Un incendie s'est déclaré dans une installation pétrolière à Fujairah après que l'Iran a lancé quatre missiles balistiques contre les Émirats arabes unis, confirmant ce que beaucoup redoutaient — le fragile cessez-le-feu entre l'Iran et les États-Unis se fracturait en temps réel.
Les contrats à terme sur le Brent ont bondi de plus de 4 %, atteignant un sommet intrajournalier au-dessus de 114 $ le baril. Le West Texas Intermediate n'était pas loin derrière, gagnant plus de 3 % et franchissant brièvement les 105 $. Les frappes ont immédiatement secoué les marchés énergétiques, compte tenu de la proximité des Émirats arabes unis avec les voies maritimes stratégiques du golfe Persique.
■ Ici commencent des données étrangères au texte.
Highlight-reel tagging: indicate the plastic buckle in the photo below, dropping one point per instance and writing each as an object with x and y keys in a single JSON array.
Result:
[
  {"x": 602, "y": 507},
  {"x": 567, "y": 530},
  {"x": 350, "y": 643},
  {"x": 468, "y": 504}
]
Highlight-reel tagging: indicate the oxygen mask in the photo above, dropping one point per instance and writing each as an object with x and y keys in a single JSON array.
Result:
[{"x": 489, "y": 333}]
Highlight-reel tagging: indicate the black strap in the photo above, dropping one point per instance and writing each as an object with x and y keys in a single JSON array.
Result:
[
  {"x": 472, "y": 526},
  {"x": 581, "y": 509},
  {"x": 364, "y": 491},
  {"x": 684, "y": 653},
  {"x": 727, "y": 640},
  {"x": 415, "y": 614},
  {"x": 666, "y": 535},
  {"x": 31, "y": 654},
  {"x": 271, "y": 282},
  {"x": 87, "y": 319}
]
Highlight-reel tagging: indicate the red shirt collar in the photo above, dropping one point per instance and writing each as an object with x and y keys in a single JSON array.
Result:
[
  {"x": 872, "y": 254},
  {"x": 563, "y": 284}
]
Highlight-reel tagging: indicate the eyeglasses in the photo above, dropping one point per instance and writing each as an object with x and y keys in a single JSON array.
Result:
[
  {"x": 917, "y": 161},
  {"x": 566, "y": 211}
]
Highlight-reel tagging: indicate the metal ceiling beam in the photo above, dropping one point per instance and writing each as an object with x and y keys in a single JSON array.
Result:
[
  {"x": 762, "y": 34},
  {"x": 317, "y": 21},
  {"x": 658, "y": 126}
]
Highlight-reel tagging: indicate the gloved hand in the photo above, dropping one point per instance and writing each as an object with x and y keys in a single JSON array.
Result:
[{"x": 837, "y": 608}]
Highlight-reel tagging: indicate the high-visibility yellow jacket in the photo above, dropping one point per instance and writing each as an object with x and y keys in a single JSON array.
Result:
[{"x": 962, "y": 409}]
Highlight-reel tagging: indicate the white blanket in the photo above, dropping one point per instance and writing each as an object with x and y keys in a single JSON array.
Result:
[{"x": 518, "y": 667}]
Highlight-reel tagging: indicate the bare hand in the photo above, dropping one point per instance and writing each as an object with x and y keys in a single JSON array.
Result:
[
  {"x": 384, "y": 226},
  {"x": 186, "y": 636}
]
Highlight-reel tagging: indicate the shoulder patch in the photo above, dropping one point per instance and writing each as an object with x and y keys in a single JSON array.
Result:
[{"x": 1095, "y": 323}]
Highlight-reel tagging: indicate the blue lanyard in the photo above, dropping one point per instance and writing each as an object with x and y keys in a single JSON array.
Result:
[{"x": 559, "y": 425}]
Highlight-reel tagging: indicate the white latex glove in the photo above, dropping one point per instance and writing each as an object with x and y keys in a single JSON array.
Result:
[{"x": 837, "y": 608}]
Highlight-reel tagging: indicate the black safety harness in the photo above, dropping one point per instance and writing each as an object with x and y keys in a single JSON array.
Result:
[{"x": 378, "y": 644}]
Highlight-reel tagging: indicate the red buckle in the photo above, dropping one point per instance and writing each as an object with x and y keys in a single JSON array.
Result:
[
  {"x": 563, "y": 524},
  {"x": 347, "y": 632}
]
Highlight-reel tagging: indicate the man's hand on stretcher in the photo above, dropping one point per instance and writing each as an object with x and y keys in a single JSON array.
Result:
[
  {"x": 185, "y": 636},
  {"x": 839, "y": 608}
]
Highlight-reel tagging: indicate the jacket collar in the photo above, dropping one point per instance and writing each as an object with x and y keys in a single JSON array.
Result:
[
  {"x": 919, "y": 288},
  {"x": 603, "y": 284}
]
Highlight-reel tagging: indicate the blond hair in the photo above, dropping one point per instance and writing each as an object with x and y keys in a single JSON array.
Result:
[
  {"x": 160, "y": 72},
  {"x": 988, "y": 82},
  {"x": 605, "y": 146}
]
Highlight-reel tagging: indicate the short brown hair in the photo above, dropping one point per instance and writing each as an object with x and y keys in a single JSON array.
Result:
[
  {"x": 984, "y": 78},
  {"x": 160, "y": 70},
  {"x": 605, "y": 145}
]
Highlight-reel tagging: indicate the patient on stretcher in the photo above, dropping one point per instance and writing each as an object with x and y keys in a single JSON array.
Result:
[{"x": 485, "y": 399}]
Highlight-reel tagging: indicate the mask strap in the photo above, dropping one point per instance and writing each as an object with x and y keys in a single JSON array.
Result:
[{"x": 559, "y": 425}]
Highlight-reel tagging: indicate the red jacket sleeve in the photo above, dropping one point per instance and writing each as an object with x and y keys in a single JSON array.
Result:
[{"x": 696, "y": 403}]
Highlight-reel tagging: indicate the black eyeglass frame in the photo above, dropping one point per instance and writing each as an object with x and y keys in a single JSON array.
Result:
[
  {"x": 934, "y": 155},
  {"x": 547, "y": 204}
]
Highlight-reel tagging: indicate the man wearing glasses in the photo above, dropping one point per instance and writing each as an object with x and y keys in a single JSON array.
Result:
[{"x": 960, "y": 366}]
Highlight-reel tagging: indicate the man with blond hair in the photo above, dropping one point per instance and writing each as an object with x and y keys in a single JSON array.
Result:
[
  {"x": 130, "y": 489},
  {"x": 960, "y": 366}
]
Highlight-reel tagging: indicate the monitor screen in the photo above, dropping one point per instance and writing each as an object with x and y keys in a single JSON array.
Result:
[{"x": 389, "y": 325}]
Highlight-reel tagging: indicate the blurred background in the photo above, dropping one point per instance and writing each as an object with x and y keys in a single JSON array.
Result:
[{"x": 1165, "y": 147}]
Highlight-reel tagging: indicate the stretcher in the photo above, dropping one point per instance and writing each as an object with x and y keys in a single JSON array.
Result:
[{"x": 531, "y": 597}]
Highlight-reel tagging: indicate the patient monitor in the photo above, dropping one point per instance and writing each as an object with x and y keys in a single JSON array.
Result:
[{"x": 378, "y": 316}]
Le ministère de la Défense des Émirats arabes unis a indiqué que ses systèmes de défense aérienne avaient intercepté trois des quatre missiles entrants. Le quatrième est tombé dans la mer. Aucune victime majeure n'a été signalée suite aux interceptions, mais l'incendie du site pétrolier à Fujairah a indiqué que l'attaque n'était pas sans conséquence.
Plus tôt dans la journée, des rapports avaient circulé selon lesquels l'Iran aurait également frappé des navires de la marine américaine escortant des pétroliers à travers le détroit d'Ormuz. Le Commandement central américain a démenti ces rapports. Les échanges d'allégations et de démentis ont renforcé une atmosphère déjà tendue avant que les Émirats arabes unis ne confirment les frappes de missiles.
Les marchés crypto, quant à eux, racontaient une autre histoire. Bitcoin a tenu bon face au chaos, passant de 79 200 $ à près de 81 000 $ — un niveau que la devise n'avait pas atteint depuis janvier. Cette progression s'est produite même alors que le pétrole grimpait et que les gros titres devenaient de plus en plus alarmants.
Le rally s'était construit sur l'optimisme qu'un accord de paix entre les États-Unis et l'Iran était à portée de main et que le CLARITY Act, une loi sur les cryptomonnaies, pourrait être adopté cette année. Ces deux catalyseurs avaient poussé le sentiment des investisseurs à la hausse dans les jours précédant les frappes.
Le président américain Donald Trump avait révélé la veille que les États-Unis avaient rejeté la plus récente proposition de cessez-le-feu de l'Iran. L'Iran, de son côté, avait averti qu'il était pleinement prêt à répondre à ce qu'il appelait toute « aventure ou folie » de la part de Washington. Ces tensions déjà présentes en toile de fond ont fait des frappes de missiles contre les Émirats arabes unis une confirmation que les négociations n'avançaient pas.
Trump n'a pas encore répondu aux frappesAu moment de la rédaction de ce rapport, Trump n'avait fait aucun commentaire public sur l'attaque de l'Iran contre les Émirats arabes unis. Son silence est survenu malgré le fait que l'assaut de missiles représentait un défi direct aux intérêts américains dans la région — et à tout espoir d'une résolution à court terme de l'affrontement militaire.
Que la frappe de missiles représente une escalade ponctuelle ou le début de quelque chose de plus important reste à voir. Ce qui est clair, c'est que le cessez-le-feu, déjà décrit comme fragile, a subi un coup sérieux. Les marchés pétroliers intègrent davantage d'incertitude. Bitcoin, pour l'instant, non.